One by one, those positions were reduced from their weak side, and by the 18th of March, the line had largely been overwhelmed. Elsewhere, the fight for Novorossiysk continued, with the tough Soviet Marines putting up strong resistance in that city, but it was only a matter of time. Volkov’s troops had pushed their line another 20 kilometers west of Belorchensk to make their attack, thinking to occupy an outlying oil field near Saratovskaya that they did not think the Germans knew anything about. They would not have known, save for the map Fedorov had sent the German Abwehr, and Hansen had orders to occupy that field before eventually pushing on to Maykop.

Yet now the German complaints had backfired on them. That field was just beyond another small tributary river, the Psekups, which flowed north to the Kuban, and it was there that the 38th Rifle Division of the Orenburg Federation finally met up with the Germans they had heard so much about since the outbreak of the war. Ott’s 52nd Infantry Korps was operating in that sector, and his 339th and 83rd divisions had just swept through Saratovskaya and were approaching that field. It was on a small hill, marked #69 on the German local area maps, but otherwise not noted as the site of any oil development. Ott had simply been told to secure Hill 69, but when his troops got there, they found it already occupied.

With fighting in the area still mopping up the Soviet bunkers, neither side knew that they were not facing their enemies when the first shots were fired. A forward German patrol was spotted and fired on from the top of Hill 69, with one casualty. It fell back, reported the hill to be enemy occupied, and five minutes later, the Germans put in some well-aimed mortar fire. They were only 50mm rounds, for the Germans had been told not to use heavy caliber weapons if they found the Soviets there. After desultory mortar fire, the Germans were surprised to suddenly receive a radio call in the clear asking them to stop. The hill was occupied by troops from the Federation of Orenburg, it said, and the Division Commander sent orders down to impose a cease fire.

A party was sent forward under the protection of a white flag, and a Lieutenant Schubert, who spoke fluent Russian, negotiated. “We regret the friendly fire incident,” he said, but I am told to inform you that our division will now take possession of this hill, and of the village of Saratovskaya to the south. My General asks that you please vacate these positions tonight, and our troops will move in tomorrow morning.”

“That will not be possible,” said the Kazakh Colonel in charge. “I have orders to hold my position here, and our troops have occupied the entire line of the Psekups River as well.”

“But Colonel, we are as yet a very long way from our objective.” In this the Lieutenant was revealing something that was best left unsaid.

“And just what would that be?”

“Maykop.
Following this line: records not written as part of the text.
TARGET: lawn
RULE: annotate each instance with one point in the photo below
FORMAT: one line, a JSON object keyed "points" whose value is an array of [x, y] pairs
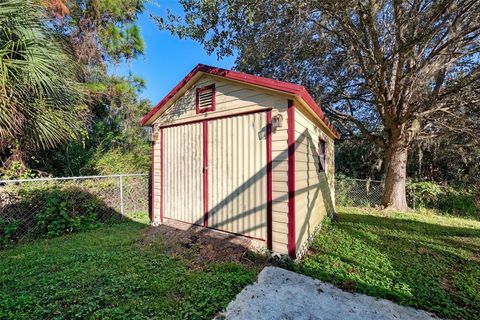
{"points": [[113, 273], [422, 260]]}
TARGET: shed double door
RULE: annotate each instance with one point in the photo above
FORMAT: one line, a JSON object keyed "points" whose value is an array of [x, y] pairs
{"points": [[215, 174]]}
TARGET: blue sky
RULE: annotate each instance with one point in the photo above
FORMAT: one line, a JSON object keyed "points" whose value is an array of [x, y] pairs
{"points": [[167, 59]]}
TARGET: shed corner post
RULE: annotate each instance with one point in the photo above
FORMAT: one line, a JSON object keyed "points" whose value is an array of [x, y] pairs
{"points": [[269, 181], [291, 179]]}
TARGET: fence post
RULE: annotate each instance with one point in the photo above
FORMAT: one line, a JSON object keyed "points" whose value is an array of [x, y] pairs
{"points": [[121, 195]]}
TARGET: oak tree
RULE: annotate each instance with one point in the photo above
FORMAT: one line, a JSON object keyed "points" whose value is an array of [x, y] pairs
{"points": [[391, 71]]}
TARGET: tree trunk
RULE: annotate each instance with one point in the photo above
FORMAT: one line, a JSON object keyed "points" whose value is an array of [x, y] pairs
{"points": [[394, 196]]}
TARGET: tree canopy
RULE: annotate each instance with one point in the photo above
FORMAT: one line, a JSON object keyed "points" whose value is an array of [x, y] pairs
{"points": [[41, 103], [393, 72]]}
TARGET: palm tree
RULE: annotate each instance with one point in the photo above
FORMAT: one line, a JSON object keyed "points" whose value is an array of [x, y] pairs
{"points": [[41, 97]]}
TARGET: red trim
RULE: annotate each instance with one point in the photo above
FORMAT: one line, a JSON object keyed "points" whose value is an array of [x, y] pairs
{"points": [[215, 118], [152, 185], [205, 173], [197, 98], [291, 179], [219, 230], [161, 175], [290, 88], [269, 180]]}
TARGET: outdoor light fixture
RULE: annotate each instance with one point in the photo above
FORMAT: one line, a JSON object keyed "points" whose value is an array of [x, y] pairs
{"points": [[277, 122]]}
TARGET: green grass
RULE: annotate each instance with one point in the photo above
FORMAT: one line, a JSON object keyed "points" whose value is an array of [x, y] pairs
{"points": [[421, 260], [110, 273]]}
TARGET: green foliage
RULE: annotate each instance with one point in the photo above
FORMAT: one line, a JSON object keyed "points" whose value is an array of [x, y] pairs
{"points": [[118, 161], [102, 31], [109, 273], [16, 170], [41, 102], [51, 212], [457, 201], [8, 229], [66, 211], [116, 143], [423, 261]]}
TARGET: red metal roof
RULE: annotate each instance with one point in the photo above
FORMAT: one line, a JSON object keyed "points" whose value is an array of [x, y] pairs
{"points": [[289, 88]]}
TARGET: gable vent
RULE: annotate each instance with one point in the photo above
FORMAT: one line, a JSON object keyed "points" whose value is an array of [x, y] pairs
{"points": [[205, 98]]}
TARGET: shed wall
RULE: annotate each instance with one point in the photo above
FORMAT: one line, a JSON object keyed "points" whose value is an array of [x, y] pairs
{"points": [[314, 189], [234, 98]]}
Our Korps is to move there to take charge of those facilities, and you will therefore be free to redeploy elsewhere—perhaps on the Volga.”

The Colonel folded his arms. “Lieutenant, I believe this may be a question that will be resolved well above our pay grade. It is a matter for the diplomats, and not soldiers to decide. In the interest of continued cooperation between our two respective armies, I must ask you to cancel your planned occupation of this hill—at least until such time as I receive orders to withdraw. Would that be acceptable?”

“I will take your request to my commanding officer.”

So it began with a small friendly fire incident, that soon became this exchange of words. But the diplomats were very far away. The Lieutenant went back and passed the news on up the chain of command to eventually reach Generalmajor Martin Ronicke of the 339th Division. He, in turn, passed it on to General der Infanterie Eugen Ott, who kicked it to Hansen for confirmation on what he was to do the following morning. Hansen had been told to secure the port of Tuapse, and then advance through Belorchensk to occupy Maykop. His Mountain Korps was to move into the hills south of the oil center, with the German lines anchored on the coast at the small port of Soche. He repeated those orders to Ott.